17% are considering quitting in 2022
Stress and burnout remain common issues among directors of cardiovascular disease fellowship programs, particularly for women, early-career directors and those in charge of larger, university-based programs, a survey has found.
Notably, 17% of program directors reported a high likelihood they would resign next year, with the most common reason being that their tasks were becoming “overwhelming.”
The third annual Cardiovascular Diseases Fellowship Program Directors Survey was published Monday online, ahead of the Oct. 26 issue of the Journal of the American College of Cardiology.
The researchers – led by Mayo Clinic’s Michael W. Cullen, MD – called for more efforts to mitigate dissatisfaction, stress and burnout among these experts.
Physician burnout is a common and growing phenomenon affecting upwards of 50% by some measures, the researchers said, citing data showing burnout rates of 27% to 46% in cardiologists specifically. The issue is critical not only for the sufferer, but also for patients and the healthcare system as a whole, they warned.
Despite the growing problem, data on burnout among U.S. cardiologists remain limited, they said, adding that even less is known about the well-being of directors in cardiology fellowship programs.
The 34-question survey – open between May 19 and July 16, 2020 – contained eight questions specifically focused on cardiovascular program director burnout, with the rest addressing demographic information on trainees and leadership.
Program directors from 141 of the 247 eligible programs (57% response rate) completed the survey, the majority of whom were male (78%), white (59%) and from university-based programs (54%), after which 41% were from community programs. The median duration in their current position was 5 years, and most directors were either associate or full professors (68%).
Although the respondents largely said they had job satisfaction as program director (80%) – with 96% identifying interactions with fellows as a driver of their satisfaction – 45% said they feel a “great deal of stress” from their job.
A further 21% reported some symptoms of burnout, while only 36% reported enjoyment of their job without stress or burnout, with more men and late-career directors giving this response. .
Of the 45% who agreed they felt a great deal of stress from their job, 18% strongly agreed with the statement. Rates of strong agreement were higher in women than men (23% vs. 16%, respectively), as well as in early versus mid and late career directors (24% vs. 20% vs. 9%, respectively).
The directors of large programs were also more strongly associated with feeling great stress than those for medium and small programs (25% vs. 21% vs. 8%, respectively), as were directors for university programs compared to community-based counterparts (21% vs. 12%, respectively).
Men more commonly felt they had adequate support from leadership than women directors (45% vs. 29%, respectively), as did those in later careers compared to mid and earlier career directors (56% vs. 35% vs. 35%, respectively).
Those in smaller and medium programs also said they felt more supported than those in large programs (50% vs. 40% vs. 33%, respectively), while community-based directors felt better supported by leadership than university directors (50% vs. 36%, respectively).

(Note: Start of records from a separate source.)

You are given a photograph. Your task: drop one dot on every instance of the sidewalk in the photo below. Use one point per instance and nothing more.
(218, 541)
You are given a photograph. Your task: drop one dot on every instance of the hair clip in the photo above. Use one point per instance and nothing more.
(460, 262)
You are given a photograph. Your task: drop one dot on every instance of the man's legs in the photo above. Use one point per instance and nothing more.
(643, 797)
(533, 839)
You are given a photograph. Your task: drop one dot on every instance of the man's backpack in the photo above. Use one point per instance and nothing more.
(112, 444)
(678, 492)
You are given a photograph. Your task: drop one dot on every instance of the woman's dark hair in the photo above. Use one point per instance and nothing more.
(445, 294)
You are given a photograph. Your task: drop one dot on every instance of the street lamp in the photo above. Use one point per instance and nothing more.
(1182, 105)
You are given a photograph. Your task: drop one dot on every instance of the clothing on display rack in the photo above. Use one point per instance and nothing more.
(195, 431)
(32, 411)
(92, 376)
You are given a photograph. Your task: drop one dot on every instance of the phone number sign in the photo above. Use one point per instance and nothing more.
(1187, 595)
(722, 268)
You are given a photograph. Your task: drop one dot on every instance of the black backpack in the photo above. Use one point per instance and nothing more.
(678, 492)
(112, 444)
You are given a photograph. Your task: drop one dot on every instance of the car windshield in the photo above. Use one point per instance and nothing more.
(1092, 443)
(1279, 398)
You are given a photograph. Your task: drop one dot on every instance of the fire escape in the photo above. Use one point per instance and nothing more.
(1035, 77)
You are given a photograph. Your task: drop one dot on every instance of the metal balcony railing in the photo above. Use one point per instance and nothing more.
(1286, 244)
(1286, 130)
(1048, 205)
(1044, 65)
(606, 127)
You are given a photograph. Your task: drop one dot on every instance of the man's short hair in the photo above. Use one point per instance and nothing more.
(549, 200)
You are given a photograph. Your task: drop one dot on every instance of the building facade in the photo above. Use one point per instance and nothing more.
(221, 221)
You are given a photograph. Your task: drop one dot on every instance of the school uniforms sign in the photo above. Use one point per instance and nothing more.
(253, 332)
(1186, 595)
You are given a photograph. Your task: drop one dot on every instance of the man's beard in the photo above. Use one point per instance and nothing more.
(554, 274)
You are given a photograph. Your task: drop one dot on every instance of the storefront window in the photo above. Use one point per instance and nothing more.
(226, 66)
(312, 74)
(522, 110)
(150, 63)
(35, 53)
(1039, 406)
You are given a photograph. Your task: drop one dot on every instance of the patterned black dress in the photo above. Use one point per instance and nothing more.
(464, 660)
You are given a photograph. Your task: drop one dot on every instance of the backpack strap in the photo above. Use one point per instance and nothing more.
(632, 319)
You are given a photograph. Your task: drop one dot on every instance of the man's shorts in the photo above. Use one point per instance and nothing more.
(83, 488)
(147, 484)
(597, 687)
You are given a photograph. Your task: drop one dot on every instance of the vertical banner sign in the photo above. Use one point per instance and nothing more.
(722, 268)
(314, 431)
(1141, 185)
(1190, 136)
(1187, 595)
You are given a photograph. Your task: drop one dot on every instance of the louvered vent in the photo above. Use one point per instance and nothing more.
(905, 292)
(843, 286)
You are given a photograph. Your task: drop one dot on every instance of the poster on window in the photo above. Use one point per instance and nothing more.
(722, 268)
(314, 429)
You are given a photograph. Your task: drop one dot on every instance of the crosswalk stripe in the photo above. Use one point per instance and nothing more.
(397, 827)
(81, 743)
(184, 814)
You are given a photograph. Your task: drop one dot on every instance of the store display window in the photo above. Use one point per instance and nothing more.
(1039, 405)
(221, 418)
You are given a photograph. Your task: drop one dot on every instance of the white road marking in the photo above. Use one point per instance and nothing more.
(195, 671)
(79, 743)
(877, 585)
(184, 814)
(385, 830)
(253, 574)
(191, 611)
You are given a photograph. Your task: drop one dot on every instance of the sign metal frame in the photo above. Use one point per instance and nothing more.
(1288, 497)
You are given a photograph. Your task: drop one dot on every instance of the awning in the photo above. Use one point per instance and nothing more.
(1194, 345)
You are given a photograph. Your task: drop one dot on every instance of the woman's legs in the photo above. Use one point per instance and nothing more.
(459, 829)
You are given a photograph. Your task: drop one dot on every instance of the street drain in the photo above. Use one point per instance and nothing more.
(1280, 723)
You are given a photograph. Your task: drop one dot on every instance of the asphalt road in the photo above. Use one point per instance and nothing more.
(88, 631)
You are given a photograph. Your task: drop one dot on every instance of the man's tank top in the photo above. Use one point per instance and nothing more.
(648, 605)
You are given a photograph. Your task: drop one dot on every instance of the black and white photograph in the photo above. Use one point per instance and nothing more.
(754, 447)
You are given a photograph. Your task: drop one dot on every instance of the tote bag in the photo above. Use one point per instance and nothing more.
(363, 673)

Similar patterns were seen regarding adequate administrative report.
“Reports of stress related to the PD role were common,” the researchers concluded. “Many PDs did not report sufficient time for their PD responsibilities.”
They added that: “Concerns regarding limited administrative support and burdensome regulatory requirements unique to fellowship PDs remain.”
In an accompanying editorial, Jeffrey T. Kuvin, MD, Zucker School of Medicine at Hofstra/Northwell Health, and Jonathan Halperin, MD, Mount Sinai Medical Center, stressed that the role of program director is critical to trainees, departments, hospitals and “the entire profession of cardiology.”
“We must remember that [program directors] are ultimately responsible for educating the next generation of cardiologists,” they stressed, warning that: “Burnout is present, real, and must be addressed, perhaps with a different approach to that provided for general cardiologists.”
The editorialists went on to insist that helping directors to keep up with demands will require “constant analysis to provide support, dedicated time, effort, and funding to limit burnout and ensure stability in training programs,” urging that an effective and committed workforce of program directors is “the best chance we have to develop outstanding cardiology clinicians and leaders of the future.”
Cullen MW, Damp JB, Soukoulis V. Burnout and Well-Being Among Cardiology Fellowship Program Directors. J Am Coll Cardiol 2021;78:1717-1726.
Kuvin JT, Halperin J. Cardiology Fellowship Program Director Wellness: The Future Depends on it. J Am Coll Cardiol 2021;78:1727-1729.